By Deepak Shenoy | Economaniac
May 26, 2012: Petrol prices were raised again recently, by Rs. 7.5 and the hike leaves the country seething, except those that drive diesel cars. And to make the diesel owners wince a little, the government will decide the fate of that fuel too, in a meeting soon. While there is outrage about this "unprecedented" price hike, let me play devil’s advocate and temper down some of the most vehement arguments against this increase.
With a tax of Rs. 26 per litre, can they not reduce taxes? Goa, for instance, has cut state taxes to zero; this gives the Goan petrol pump the ability to sell petrol at Rs. 61, a good Rs. 12 less than the Delhi price of Rs. 73. How, though did the brand new Chief Minister, Mr. Manohar Parrikar do it?
He replaced the lost revenue on petrol by increasing taxes and fees everywhere else. After the monsoon session, you will have pay a toll tax just to enter Goa. Alcohol will be more expensive. A power of attorney that used to cost Rs. 25 will now cost Rs. 500. A 10% luxury tax now applies to beauty parlours. Cars get more expensive with entry taxes, VAT increases and higher road taxes.
So do you really want that, fellow Indians? That the government cuts taxes on petrol and diesel, and instead makes it more expensive for you to do anything else? Goa made the grade, and has not yet seen the impact — of lower consumption due to the higher taxes. Other states, which are more dependent on the fuel revenue than Goa, might not be able to comply. Regardless, it is highly unlikely that we’ll stay wedded to a low petrol price if it means higher taxes and prices elsewhere.
State VAT is only one part of the tax problem — a larger chunk is the centre’s "excise duty" which adds Rs. 14.78 to the petrol price, and which if brought down could make life a little easier for those of us that travel in petrol vehicles. So why can’t the states and centre cut taxes together?
The central government isn’t earning much more than it did, and if you take away some tax revenue, the gap between income and expenditure — a wide one already — will widen further.
The second argument then is: the government needs to spend less. That it does. It spends a lot of money just paying the oil companies for their taking losses on diesel and kerosene. In effect, a portion of what it collects as tax on that fuel goes back into paying for the losses incurred on these fuels. Yes, the government could cancel them out — reducing the subsidy while at the same time cutting taxes on diesel. But that won’t touch the petrol price — which isn’t subsidized, and the losses due to a cut in taxes won’t be nullified in any other way.
Why can’t the government cut taxes anyhow? Cutting government revenues is a problem of optics. Imagine being told that you must take a cut in salary, because the government just cut your income tax rate by 20% and inflation is only 10%. This is not acceptable to most people, although they might universally agree that a tax cut puts more in their pocket than earlier. A drop in revenue, for the government, is unthinkable, even if they did manage to cut expenses.

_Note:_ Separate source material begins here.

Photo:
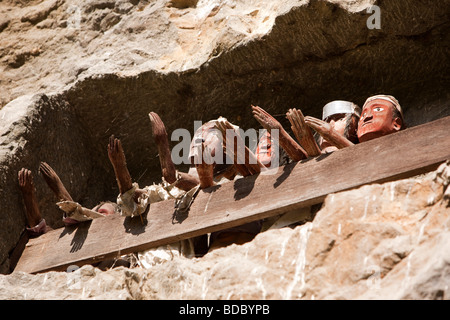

And there’s the political problem of austerity. Spending lesser means cutting government employee salaries, cutting farmer subsidies like fertilizers, reducing the wages paid in the NREGA scheme or otherwise spending lesser on infrastructure. All these solutions have political problems, and the government will do all it can to prevent a backlash in these high-voter areas; petrol users are simply those that have enough money to avoid public transport, but not enough to buy a diesel guzzler, a population that is, by and large, not inclined to vote either. Most unrelated expense items have been cut already, even as the fiscal deficit — a measure of how much more the government needs to borrow to match expenses with revenues — ended up over 5% of GDP.
Prices also give a signal. If you raise prices, you lower demand. And undoubtedly, we need to reduce our reliance on petrol and diesel, which come from crude oil, our largest import. We import around $150 billion worth of crude oil every year, a figure that only increases as crude oil reaches new heights. This increases our trade deficit, and reduces the value of the rupee in dollar terms, which, in the end, makes our petrol more expensive in rupees. Our consumption hasn’t slowed, mainly because we prefer, as a country, to not pass on market prices to our consumers. Effectively, without a price signal, consumption patterns don’t change. Freeing prices may make them volatile, but we have lived with volatile necessities for years — no one, for instance, calls for potato prices to be regulated. Even the search for alternative fuels or the encouraging of cheaper ones like natural gas will not happen as long as prices for current fuels remain subsidized.
On that vein, diesel prices must be increased as well, and LPG. The oil companies lost nearly 140,000 crores (Rs. 1.4 trillion) in diesel, LPG and Kerosene last year, half of which the government must bear.
Petrol prices may come down anyhow. The calculations above reflect a crude price of $124 in April, which has since fallen to $105 recently, even as the rupee touches Rs. 56 versus Rs. 53 earlier. Net of the above, petrol prices can fall to nearly Rs. 64 per litre, without any changes in state or central taxes. But that shouldn’t change the view that prices need to stay deregulated. After all, when international prices go down, we won’t like the argument that they can’t cut prices until they make up for past losses.